До родителей удаётся дозвониться не сразу. У матушки постоянно занято, поэтому звоню отцу, и тот, о удача, принимает вызов, несмотря на то, что номер не находится в списке его контактов:
– Я слушаю, – угрюмо отзывается в трубку.
– Бать, с Новым Годом!
– О, Тань, объявился Богдаша твой, – сообщает матери. – Она тут уже испсиховалась. Весь мозг мне выклевала на тему того, что ты её до сих пор не поздравил.
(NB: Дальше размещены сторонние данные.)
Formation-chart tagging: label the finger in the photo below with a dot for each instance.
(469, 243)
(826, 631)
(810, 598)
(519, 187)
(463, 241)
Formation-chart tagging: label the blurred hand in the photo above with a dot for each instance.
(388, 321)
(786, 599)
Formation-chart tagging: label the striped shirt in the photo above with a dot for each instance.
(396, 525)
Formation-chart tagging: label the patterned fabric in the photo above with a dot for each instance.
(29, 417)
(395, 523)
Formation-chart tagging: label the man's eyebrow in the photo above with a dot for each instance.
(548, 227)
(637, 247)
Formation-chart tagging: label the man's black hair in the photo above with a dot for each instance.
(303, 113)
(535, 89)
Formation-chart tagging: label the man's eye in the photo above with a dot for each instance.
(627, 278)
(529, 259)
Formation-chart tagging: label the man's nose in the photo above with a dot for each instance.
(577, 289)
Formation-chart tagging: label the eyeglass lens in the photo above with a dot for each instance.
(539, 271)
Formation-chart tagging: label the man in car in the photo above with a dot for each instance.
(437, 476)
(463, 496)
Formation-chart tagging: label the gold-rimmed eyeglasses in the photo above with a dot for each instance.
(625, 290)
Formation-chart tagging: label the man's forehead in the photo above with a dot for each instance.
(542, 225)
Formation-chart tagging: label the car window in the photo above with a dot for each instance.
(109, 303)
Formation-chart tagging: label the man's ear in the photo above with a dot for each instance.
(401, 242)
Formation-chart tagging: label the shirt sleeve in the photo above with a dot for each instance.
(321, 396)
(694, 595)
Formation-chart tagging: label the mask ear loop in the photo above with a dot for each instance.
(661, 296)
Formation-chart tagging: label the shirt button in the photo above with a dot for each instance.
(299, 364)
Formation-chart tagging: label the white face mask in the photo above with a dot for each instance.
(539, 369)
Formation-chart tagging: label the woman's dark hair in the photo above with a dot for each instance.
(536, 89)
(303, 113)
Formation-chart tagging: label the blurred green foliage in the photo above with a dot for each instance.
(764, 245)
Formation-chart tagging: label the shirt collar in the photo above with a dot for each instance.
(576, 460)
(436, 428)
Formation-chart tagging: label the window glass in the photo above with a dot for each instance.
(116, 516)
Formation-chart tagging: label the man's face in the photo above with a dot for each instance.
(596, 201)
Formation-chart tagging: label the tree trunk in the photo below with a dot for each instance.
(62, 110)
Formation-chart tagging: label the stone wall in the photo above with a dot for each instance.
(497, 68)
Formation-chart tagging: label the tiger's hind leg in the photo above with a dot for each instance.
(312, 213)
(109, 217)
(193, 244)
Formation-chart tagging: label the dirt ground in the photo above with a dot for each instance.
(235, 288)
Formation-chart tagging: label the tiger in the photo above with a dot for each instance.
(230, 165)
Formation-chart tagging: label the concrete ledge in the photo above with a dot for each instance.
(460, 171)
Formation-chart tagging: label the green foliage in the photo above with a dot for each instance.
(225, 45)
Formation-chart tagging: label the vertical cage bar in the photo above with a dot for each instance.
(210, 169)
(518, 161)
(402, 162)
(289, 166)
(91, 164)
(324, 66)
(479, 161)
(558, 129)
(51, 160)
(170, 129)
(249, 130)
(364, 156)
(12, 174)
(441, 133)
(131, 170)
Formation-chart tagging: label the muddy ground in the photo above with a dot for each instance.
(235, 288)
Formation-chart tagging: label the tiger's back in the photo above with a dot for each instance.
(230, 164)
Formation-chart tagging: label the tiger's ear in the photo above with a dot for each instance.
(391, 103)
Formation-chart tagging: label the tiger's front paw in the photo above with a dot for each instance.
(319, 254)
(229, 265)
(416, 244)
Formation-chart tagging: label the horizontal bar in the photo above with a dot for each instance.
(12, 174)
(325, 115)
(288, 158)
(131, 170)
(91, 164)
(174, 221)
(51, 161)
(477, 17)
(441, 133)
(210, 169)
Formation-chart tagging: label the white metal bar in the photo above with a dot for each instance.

Видимо, уже не раз звонила мне сама…
– Как у вас дела?
– Нормально. Отмечаем, – по традиции сухо и немногословно отвечает отец. – У тебя что? Почему так подозрительно тихо?
– Слушай, па, можешь мне скинуть сюда цифры Разумовского-младшего? Или Галдина, – игнорирую вопрос и сразу перехожу к делу.
– Ты в порядке, сын? Просишь номера своих друзей, с которыми празднуешь? – он усмехается. – Ты накидался? Всё плохо, да?
– Нет.
– А что тогда?
– Долго объяснять. Если коротко, я до них не доехал.
– Передумал отмечать с ними?
– Нет. Застрял в одной деревне. У нас тут по области и дальше снежный апокалипсис.
– Да Борис говорил.
– В общем… мерен навернулся, застряв в снегу, и труба ещё, как назло, села.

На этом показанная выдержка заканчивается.